Nem todos choraram a morte de Diego Armando Maradona na Argentina.
Muitos viram no relaxamento das regras de combate à pandemia de Covid-19 para o multitudinário evento de despedida ao ex-jogador organizado por um governo que considera reuniões com mais de 10 pessoas imoralidade e contravenção penal uma imensa hipocrisia. Também consideram a politização da cerimônia algo recriminável.
"Com que cara o governo vai justificar, amanhã, que as escolas não podem abrir, quando vimos crianças amassadas na fila para ver Maradona sem que nenhum policial interviesse? Com que autoridade o governo vai dizer que não podemos nos reunir com nossa família no Natal, enquanto permitiu que um milhão de pessoas se aglomerasse sem distanciamento no meio da pandemia?", questiona o analista político Osvaldo Bazán.
Segundo as atuais regras da quarentena, reuniões de pessoas em espaços abertos não podem exceder o número de 10 indivíduos.
Há menos de uma semana, o país comoveu-se com o caso de Abigail, uma garota de 12 anos que tem câncer nos ossos e não pôde fazer o trajeto entre Tucumán, província onde faz quimioterapia, e Santiago del Estero, onde vive, por conta da demora burocrática na fronteira.
O pai de Abigail acabou abandonando o carro e cruzando a fronteira a pé, com a menina nos braços, numa imagem que virou ilustração e viralizou nas redes.
As fronteiras entre províncias na Argentina estão fechadas e vigiadas desde março. Só é possível atravessar de uma a outra com permissão emitida pelo governo. A mesma medida proibiu também que o pai de Solange Musse, que vive em Neuquén, cruzasse a fronteira da província de Córdoba para dar um último beijo em sua filha, que morreu aos 35 anos, vítima de câncer.
"Não pude ir ao funeral do meu avô, mas os barras bravas (torcedores organizados) podem depredar a cidade porque isso é parte da 'homenagem a Diego'? A Argentina é um país doente por permitir assimetrias assim", desabafou Eugenia Lacunza, 54, funcionária de uma livraria do bairro de Colegiales.

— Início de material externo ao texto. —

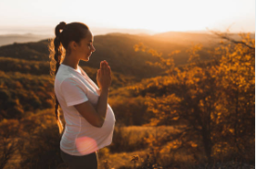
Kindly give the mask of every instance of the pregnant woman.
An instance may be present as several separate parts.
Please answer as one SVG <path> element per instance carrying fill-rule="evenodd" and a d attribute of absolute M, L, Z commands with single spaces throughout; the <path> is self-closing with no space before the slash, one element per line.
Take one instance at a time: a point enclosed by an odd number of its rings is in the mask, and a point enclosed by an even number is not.
<path fill-rule="evenodd" d="M 55 73 L 56 118 L 61 136 L 60 155 L 70 169 L 97 168 L 97 151 L 112 142 L 115 115 L 108 103 L 111 70 L 100 63 L 97 85 L 79 66 L 89 61 L 96 51 L 89 28 L 80 22 L 60 22 L 50 49 L 52 73 Z M 61 107 L 65 129 L 59 119 Z"/>

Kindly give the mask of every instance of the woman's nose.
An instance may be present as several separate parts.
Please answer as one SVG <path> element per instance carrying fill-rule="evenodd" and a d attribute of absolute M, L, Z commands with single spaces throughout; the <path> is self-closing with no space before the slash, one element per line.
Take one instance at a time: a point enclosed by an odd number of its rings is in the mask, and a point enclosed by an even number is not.
<path fill-rule="evenodd" d="M 95 51 L 96 51 L 95 46 L 94 46 L 94 45 L 92 45 L 92 47 L 93 47 L 93 48 L 92 48 L 92 51 L 93 51 L 93 52 L 95 52 Z"/>

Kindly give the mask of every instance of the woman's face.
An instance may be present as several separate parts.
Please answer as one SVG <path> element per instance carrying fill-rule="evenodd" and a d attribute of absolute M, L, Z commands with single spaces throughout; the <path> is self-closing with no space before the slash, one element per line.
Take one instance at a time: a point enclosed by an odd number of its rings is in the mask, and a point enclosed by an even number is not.
<path fill-rule="evenodd" d="M 80 46 L 78 47 L 78 53 L 81 60 L 89 61 L 89 57 L 92 53 L 96 51 L 93 45 L 94 37 L 92 32 L 87 30 L 85 38 L 82 39 L 80 42 Z"/>

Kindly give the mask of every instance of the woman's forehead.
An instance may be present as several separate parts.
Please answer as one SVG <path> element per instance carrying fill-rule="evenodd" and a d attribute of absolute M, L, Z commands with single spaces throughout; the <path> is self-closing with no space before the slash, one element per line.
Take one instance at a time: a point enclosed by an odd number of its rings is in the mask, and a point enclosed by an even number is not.
<path fill-rule="evenodd" d="M 87 40 L 91 40 L 91 41 L 94 40 L 93 33 L 92 33 L 89 30 L 88 30 L 87 32 L 86 32 L 86 39 L 87 39 Z"/>

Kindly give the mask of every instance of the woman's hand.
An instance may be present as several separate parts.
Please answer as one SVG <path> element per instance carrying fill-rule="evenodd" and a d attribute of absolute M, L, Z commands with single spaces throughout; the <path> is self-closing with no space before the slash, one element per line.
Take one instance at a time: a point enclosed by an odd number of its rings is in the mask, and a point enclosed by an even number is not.
<path fill-rule="evenodd" d="M 97 70 L 96 82 L 99 89 L 109 90 L 111 85 L 111 69 L 106 60 L 100 62 L 100 69 Z"/>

As cenas de vandalismo na Casa Rosada, na tarde de quarta-feira (26), também causaram preocupação. O busto do ex-presidente Hipolito Yrigoyen (1852-1933) foi um dos que tombaram e acabaram pichados, assim como outras partes do edifício histórico.
O partido União Cívica Radical, hoje oposição ao atual governo peronista, ao qual pertencia Yrigoyen, pediu, por meio de comunicado, que o monumento fosse restaurado e recolocado em seu lugar esta última parte já ocorreu. Ele é considerado dos principais ex-líderes da nação, derrubado por um golpe militar em 1933.

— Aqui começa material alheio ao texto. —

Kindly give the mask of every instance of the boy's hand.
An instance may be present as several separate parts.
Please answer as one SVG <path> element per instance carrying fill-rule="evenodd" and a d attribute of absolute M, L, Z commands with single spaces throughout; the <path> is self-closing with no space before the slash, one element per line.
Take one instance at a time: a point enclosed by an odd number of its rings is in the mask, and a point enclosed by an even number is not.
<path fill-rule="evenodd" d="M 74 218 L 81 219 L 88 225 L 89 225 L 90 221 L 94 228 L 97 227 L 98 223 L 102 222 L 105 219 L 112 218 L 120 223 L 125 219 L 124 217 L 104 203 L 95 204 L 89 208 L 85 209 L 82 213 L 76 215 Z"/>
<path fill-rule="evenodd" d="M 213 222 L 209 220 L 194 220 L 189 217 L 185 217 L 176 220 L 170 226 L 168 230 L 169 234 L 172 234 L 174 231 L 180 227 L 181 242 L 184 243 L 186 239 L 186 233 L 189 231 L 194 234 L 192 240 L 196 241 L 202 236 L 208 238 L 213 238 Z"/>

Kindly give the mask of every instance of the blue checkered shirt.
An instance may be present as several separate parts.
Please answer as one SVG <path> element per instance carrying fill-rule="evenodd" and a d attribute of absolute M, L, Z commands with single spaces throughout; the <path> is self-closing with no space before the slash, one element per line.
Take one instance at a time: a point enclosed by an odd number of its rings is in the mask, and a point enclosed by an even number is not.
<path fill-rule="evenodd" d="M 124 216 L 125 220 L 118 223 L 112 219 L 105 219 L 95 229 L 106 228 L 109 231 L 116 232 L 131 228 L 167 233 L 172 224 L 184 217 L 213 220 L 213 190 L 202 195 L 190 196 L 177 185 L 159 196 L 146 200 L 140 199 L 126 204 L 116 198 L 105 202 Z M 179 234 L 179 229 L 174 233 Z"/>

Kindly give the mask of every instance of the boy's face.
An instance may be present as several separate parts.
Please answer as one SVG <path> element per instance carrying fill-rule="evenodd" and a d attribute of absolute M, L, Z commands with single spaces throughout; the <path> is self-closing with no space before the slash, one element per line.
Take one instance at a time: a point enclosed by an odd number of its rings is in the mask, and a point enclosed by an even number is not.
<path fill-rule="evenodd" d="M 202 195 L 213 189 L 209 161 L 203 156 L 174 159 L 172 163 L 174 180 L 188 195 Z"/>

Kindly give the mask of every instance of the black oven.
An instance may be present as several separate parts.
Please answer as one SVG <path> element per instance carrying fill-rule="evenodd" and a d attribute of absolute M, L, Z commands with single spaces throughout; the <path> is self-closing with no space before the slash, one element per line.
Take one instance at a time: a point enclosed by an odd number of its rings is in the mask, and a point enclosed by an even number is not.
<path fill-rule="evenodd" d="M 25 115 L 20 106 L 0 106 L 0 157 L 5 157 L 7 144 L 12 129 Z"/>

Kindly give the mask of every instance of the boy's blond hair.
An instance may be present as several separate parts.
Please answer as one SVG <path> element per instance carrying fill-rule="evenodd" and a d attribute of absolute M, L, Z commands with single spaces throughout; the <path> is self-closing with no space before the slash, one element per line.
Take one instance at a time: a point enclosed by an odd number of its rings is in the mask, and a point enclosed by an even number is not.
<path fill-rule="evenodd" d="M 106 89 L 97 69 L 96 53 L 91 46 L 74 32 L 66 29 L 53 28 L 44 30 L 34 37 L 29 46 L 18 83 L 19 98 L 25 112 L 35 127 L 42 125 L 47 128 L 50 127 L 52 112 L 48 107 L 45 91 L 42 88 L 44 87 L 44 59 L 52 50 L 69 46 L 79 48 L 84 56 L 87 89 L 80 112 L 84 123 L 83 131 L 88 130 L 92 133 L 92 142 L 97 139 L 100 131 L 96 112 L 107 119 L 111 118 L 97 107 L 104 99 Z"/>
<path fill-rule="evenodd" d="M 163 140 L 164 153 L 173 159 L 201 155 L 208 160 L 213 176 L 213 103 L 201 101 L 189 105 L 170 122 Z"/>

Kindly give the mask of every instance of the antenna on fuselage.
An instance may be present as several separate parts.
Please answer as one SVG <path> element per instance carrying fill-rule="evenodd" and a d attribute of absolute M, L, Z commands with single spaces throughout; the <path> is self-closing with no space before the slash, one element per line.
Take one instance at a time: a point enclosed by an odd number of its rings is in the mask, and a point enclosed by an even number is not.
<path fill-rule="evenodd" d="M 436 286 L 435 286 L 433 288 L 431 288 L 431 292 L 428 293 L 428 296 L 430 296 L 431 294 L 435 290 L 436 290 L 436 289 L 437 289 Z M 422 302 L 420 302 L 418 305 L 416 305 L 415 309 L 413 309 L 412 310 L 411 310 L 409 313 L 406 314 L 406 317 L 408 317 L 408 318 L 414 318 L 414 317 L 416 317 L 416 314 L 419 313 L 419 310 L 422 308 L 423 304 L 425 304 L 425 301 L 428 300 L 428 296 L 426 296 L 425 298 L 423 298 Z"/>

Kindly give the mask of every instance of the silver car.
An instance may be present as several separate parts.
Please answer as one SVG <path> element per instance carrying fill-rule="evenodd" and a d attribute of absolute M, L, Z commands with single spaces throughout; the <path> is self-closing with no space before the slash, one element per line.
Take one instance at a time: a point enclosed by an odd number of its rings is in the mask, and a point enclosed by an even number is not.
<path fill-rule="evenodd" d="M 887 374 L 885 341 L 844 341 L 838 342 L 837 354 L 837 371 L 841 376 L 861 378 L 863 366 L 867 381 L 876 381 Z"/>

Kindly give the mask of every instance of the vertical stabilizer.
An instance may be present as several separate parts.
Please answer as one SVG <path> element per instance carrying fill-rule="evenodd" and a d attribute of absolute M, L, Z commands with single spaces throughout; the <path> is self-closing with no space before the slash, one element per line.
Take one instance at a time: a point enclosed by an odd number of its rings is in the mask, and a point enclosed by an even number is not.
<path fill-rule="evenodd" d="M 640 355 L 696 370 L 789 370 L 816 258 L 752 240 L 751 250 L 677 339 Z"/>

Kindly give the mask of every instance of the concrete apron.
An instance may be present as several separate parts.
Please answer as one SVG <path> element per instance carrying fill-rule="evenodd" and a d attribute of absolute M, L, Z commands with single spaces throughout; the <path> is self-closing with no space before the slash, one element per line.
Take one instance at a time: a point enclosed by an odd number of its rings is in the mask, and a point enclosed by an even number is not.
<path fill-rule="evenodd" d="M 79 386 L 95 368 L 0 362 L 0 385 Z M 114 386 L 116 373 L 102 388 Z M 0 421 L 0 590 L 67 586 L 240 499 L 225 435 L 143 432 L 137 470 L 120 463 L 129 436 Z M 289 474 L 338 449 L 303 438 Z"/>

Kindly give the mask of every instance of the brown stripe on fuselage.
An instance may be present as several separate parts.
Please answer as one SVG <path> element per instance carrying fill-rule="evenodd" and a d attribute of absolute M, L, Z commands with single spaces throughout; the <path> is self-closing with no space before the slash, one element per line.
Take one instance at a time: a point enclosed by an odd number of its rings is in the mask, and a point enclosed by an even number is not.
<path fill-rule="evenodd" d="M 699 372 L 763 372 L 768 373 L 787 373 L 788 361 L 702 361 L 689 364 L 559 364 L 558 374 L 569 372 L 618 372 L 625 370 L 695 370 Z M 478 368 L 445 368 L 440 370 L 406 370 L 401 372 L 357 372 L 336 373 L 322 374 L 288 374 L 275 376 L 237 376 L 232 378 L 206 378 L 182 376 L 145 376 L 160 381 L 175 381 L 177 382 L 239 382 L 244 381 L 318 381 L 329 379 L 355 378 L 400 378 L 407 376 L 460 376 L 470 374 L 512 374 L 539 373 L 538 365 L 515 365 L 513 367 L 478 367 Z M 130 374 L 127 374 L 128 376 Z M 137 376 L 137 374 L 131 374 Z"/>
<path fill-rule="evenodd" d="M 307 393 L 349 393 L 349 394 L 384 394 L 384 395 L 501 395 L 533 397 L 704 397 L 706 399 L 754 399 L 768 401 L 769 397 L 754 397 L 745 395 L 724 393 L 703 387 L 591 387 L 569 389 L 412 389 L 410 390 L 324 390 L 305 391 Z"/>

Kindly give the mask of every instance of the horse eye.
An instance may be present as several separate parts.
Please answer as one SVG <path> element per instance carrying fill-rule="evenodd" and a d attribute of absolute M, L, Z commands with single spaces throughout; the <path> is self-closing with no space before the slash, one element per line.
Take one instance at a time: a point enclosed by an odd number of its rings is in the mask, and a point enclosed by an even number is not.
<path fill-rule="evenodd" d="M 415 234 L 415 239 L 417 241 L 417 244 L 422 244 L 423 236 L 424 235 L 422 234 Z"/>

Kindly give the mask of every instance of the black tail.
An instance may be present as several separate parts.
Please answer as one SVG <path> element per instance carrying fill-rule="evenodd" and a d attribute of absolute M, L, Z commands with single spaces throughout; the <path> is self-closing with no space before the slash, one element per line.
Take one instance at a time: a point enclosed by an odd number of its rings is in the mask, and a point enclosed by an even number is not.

A preocupação com o coronavírus pareceu ausente do velório, em que havia um cartaz recomendando uso de máscara. Ao lado dele, uma imensa tela mostrava os gols de Maradona ao longo da carreira.
Líderes da oposição, como a ex-ministra de Defesa de Mauricio Macri, Patricia Bullrich, alertaram para uma "falta de responsabilidade" na organização do evento.
O país, após ter visto um aumento da curva de contaminação do coronavírus em setembro e outubro, estava começando a vê-la descer, principalmente na capital federal, a partir de novembro. Em termos de letalidade, porém, a Argentina ainda está entre os países mais afetados do mundo.
O presidente Alberto Fernández, que compareceu à cerimônia, disse que "se nós não tivéssemos organizado o velório seria muito pior".
O médico e jornalista Nelson Castro afirmou: "Em um par de semanas, vamos saber qual foi o impacto do velório desorganizado de Maradona na pandemia na Argentina".
O governo nacional também enfrentou o governo da cidade, comandado pela oposição. Afirmou, por meio do ministro do Interior, Wado de Pedro, que os tiros de bala de borracha e as bombas de gás lacrimogêneo que tentaram dispersar a multidão que pulava as cercas da Casa Rosada haviam sido ordenadas pela administração local.
O chefe de governo da capital, Horacio Rodríguez Larreta, é do partido de Mauricio Macri.